24 sites reserved for public housing sold to developers, says report
Despite long queues for public housing and a shortage of land, 24 plots of land originally reserved for public housing were returned to the government between 2001 and 2013 and eventually sold to developers or converted to other uses.
A report released by the Legislative Council Public Accounts Committee yesterday - based on the Director of Audit's report released in April - expressed "grave concern and alarm" over the government's "wavering housing policy".
"We criticise the decision, especially when the need for public housing is so great," said committee member Alan Leong Ka-kit.

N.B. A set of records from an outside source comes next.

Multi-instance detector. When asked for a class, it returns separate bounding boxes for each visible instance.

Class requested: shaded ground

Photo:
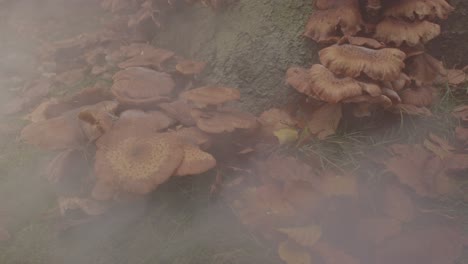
[0,1,468,264]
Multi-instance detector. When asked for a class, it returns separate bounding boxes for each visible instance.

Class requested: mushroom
[180,86,241,108]
[46,149,90,196]
[383,0,454,20]
[78,101,119,142]
[383,72,411,91]
[190,108,259,134]
[170,127,212,150]
[338,36,385,49]
[304,6,362,43]
[258,108,297,136]
[111,67,175,107]
[174,144,216,176]
[159,99,196,126]
[175,60,207,76]
[374,18,440,47]
[20,109,87,150]
[319,44,406,81]
[405,53,446,85]
[117,47,175,70]
[400,86,436,107]
[286,65,381,103]
[94,134,184,196]
[96,109,175,148]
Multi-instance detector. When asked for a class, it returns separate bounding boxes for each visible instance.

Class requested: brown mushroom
[180,86,241,108]
[170,127,212,150]
[374,18,440,47]
[383,72,411,91]
[175,60,207,76]
[159,99,196,126]
[20,109,87,150]
[304,6,362,43]
[258,108,297,136]
[78,101,119,142]
[191,108,259,134]
[118,47,175,70]
[46,149,90,196]
[94,134,184,195]
[319,44,406,81]
[111,67,175,107]
[287,65,381,103]
[400,86,436,107]
[405,53,446,85]
[174,144,216,176]
[96,109,175,148]
[384,0,454,20]
[338,36,385,49]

According to the audit report, the 24 public housing redevelopment sites were returned to the government for "other uses to tie in with local development needs" and to "fully utilise the economic benefits of individual prime sites".
However, the report also stated that the sites were already formed and primed for immediate public housing construction.

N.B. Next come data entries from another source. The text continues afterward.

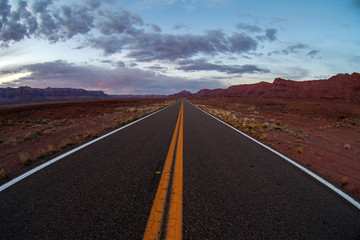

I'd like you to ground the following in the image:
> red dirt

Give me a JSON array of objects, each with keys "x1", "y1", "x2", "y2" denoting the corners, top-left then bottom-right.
[
  {"x1": 0, "y1": 98, "x2": 175, "y2": 183},
  {"x1": 189, "y1": 98, "x2": 360, "y2": 198}
]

Despite the government's pledge to retain sites created by the demolition of old public housing estates, the Housing Authority still returned three sites to the government in 2013, the report said.
Leong said the committee also criticised the fact that the government still has not identified sufficient sites to reach the public housing production target of 200,000 flats by 2022. Land for 179,000 flats has been identified, but the government was short by 21,000.

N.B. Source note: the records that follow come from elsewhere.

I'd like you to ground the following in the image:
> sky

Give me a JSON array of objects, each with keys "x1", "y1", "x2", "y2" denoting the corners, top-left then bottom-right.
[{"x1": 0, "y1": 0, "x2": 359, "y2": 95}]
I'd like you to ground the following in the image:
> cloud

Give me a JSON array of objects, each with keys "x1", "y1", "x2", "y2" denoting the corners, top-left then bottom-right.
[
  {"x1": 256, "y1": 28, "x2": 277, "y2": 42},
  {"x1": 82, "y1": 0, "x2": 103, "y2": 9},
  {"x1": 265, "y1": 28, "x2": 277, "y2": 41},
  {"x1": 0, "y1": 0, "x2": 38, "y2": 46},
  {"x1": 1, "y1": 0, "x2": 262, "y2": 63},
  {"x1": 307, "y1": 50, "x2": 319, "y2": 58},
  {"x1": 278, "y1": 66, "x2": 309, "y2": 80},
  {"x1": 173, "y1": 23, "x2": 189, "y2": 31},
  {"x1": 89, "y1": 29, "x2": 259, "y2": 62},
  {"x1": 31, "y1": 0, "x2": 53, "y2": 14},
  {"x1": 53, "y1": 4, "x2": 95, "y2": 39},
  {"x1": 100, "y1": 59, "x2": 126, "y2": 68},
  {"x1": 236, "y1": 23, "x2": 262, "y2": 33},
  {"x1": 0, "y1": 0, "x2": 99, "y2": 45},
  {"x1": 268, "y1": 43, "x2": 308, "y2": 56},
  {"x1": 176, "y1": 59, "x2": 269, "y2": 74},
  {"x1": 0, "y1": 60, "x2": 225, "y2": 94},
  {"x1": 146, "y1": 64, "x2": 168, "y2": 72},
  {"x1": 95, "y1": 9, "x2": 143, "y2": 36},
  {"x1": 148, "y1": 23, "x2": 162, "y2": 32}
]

"The housing problem of the underprivileged has not been adequately addressed as it should have been, due to the failures of the Hong Kong Housing Authority and the Housing Department to secure sufficient land for public housing development," said Abraham Razack, chairman of the committee.
The secretary for development stated in public hearings before the report was published that the decisions were made due to a "host of factors", and the government pledged to provide sufficient land in return to meet production targets.
The Housing Authority also spent around HK$209 million from 2011 to 2013 on site formation and reclamation of land that was ultimately returned to the government, and development costs were written off.
The committee's report also expressed concern about the slow rate of building new public housing, and echoed the audit report's call for a higher 10-year target of 470,000 flats for new public and private housing.